Lüftungsleitfaden
Richtiges Lüften
Häufiger kurz Stoßlüften (Querlüftung), auch bei kalten Außentemperaturen - senkt die relative Luftfeuchtigkeit.
Ausreichend und gleichmäßig heizen bewirkt das Erwärmen aller Oberflächen. Wird wenig geheizt, werden die Oberflächen nicht mit Wärme versorgt.
Ideale Raumlufttemperatur wäre ca. 20°C!
Kurzes Stoßlüften 2-3 mal am Tag reicht oft aus, um die erzeugte Feuchtigkeit abzutransportieren.
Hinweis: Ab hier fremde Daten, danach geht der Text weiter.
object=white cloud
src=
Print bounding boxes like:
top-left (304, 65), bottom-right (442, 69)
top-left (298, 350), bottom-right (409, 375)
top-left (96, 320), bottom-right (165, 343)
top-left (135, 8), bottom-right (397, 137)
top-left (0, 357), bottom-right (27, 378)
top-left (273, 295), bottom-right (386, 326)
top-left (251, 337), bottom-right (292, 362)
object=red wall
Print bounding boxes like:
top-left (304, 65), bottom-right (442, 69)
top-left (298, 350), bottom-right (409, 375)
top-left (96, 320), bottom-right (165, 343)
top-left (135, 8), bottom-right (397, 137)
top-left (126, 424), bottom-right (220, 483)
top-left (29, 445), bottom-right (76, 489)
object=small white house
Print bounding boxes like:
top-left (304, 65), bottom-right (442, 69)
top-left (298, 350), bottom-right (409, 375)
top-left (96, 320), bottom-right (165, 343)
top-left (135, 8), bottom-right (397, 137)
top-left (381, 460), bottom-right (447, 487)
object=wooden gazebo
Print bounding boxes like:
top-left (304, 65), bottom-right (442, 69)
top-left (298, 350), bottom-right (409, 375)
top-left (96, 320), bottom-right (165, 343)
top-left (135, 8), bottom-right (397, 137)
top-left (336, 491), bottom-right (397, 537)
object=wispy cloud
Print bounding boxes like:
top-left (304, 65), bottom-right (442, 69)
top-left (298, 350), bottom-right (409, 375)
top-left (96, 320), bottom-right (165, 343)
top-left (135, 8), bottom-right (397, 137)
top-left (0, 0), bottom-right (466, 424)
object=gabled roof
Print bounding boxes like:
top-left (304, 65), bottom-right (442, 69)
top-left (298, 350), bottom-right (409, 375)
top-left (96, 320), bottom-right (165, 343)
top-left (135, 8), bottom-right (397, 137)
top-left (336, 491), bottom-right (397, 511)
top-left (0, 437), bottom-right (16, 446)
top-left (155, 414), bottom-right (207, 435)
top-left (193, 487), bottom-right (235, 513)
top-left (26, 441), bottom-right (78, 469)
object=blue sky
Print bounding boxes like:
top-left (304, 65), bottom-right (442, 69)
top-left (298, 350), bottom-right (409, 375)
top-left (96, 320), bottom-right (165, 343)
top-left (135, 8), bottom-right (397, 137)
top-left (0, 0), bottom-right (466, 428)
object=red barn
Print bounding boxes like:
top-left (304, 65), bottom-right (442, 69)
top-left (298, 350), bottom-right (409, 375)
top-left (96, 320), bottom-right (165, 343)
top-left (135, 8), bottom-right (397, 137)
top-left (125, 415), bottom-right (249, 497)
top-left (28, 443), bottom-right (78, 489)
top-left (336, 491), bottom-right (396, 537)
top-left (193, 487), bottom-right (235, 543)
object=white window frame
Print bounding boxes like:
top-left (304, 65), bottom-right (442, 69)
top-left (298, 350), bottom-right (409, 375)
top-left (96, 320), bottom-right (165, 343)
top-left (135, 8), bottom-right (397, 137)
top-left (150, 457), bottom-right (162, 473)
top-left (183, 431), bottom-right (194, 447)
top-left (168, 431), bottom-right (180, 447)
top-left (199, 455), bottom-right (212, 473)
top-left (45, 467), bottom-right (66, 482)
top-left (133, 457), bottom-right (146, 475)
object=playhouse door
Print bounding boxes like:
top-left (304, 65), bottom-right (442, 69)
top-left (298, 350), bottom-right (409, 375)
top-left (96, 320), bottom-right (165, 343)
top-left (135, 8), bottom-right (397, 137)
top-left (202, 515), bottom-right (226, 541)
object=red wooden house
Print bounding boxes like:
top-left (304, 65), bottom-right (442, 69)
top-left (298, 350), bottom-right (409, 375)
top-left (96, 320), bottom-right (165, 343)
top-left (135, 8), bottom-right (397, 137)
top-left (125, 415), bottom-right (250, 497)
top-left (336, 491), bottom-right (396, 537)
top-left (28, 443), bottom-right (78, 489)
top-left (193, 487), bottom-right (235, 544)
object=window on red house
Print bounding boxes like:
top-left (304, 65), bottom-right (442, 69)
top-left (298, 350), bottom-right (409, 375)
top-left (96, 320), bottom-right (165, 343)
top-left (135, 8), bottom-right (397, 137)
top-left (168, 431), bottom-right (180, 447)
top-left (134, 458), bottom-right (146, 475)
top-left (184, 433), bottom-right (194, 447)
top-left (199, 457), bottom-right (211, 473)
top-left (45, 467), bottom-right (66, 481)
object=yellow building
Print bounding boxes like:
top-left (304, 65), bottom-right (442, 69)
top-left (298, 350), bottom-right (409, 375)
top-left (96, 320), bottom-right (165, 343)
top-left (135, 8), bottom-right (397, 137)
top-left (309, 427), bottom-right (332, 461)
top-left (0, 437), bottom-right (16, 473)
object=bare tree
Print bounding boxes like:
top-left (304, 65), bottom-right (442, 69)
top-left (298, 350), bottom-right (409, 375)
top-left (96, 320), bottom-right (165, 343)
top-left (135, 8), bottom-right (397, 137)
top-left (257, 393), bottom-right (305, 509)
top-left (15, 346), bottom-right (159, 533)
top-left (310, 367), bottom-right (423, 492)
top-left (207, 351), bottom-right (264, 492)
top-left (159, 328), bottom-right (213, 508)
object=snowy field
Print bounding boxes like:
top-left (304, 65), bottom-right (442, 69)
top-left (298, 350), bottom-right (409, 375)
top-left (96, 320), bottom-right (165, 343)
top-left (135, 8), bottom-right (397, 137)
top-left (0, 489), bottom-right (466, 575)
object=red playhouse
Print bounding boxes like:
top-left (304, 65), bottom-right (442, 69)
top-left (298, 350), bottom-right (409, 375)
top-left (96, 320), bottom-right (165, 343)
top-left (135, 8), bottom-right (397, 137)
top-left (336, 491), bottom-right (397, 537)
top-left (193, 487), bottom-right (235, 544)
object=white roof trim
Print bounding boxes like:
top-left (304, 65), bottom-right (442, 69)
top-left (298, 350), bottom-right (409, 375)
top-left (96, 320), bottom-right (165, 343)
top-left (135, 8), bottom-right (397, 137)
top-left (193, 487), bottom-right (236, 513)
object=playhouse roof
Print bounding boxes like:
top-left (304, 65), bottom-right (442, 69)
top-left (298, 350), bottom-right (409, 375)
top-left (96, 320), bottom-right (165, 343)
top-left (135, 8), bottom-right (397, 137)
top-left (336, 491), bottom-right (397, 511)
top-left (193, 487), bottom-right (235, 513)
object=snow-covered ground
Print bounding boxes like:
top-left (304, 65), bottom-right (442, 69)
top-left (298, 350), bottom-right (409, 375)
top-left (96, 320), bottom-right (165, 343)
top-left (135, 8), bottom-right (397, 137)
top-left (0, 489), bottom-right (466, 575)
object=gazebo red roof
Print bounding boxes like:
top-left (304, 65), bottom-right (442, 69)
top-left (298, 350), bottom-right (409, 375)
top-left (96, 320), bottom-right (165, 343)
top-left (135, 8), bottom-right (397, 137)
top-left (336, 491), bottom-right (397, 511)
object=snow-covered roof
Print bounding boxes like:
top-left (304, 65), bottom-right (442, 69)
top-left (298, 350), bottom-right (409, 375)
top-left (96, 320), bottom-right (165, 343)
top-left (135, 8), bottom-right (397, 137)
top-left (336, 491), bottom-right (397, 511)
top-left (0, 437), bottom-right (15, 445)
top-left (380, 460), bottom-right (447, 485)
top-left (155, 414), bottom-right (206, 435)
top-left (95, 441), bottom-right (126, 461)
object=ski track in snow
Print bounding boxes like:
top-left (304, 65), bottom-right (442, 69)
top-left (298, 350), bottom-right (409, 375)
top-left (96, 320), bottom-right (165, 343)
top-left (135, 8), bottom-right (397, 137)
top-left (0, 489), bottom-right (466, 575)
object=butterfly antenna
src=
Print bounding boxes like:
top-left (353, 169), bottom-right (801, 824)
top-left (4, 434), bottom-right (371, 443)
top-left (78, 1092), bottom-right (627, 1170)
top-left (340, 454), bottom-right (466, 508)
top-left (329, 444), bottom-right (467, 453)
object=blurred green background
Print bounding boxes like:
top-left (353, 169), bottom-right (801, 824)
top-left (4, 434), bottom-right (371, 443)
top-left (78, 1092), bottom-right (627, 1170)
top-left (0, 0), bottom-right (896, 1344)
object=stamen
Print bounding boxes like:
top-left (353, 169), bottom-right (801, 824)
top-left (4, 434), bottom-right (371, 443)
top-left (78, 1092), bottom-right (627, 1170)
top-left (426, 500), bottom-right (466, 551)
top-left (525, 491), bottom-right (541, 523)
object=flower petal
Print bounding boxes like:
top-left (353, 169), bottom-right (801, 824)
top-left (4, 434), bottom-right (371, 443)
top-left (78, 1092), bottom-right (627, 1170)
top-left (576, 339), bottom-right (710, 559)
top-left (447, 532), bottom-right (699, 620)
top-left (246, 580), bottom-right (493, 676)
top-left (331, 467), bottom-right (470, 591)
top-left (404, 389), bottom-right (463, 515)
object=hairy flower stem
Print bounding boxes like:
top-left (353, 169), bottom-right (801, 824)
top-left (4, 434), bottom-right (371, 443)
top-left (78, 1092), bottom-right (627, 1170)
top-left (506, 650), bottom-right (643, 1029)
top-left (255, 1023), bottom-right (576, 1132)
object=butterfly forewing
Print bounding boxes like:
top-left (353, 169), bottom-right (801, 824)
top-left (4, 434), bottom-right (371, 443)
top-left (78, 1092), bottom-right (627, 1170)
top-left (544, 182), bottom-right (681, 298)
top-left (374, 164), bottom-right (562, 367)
Eine richtige Lüftungsweise schafft ein ausgeglichenes Wohnklima und verhindert Bau- und Schimmelschäden!
Falsches Lüften
Heizkosten einsparen durch Abdrehen der Heizung, weniger oder kein Lüften aus Angst vor zu hohen Temperaturverlust schaffen ideale Bedingungen für Schimmelpilze.
Heizen von nur Teilbereichen wie vereinzelten Räumen oder nur von Zeit zu Zeit.
Wichtige Punkte um Schimmelbildung zu vermeiden
• Möbel nicht zu dicht an Außenwände stellen – Hinterlüftung (früher waren fast alle Möbel mit Füssen ausgestattet).
• Auf Zirkulation der Heizungsluft achten. Heizkörper nicht durch Vorhänge, Platzierung von Möbel oder Abhängen mit Gegenständen, verdecken und dadurch ausreichende Zirkulation verhindern.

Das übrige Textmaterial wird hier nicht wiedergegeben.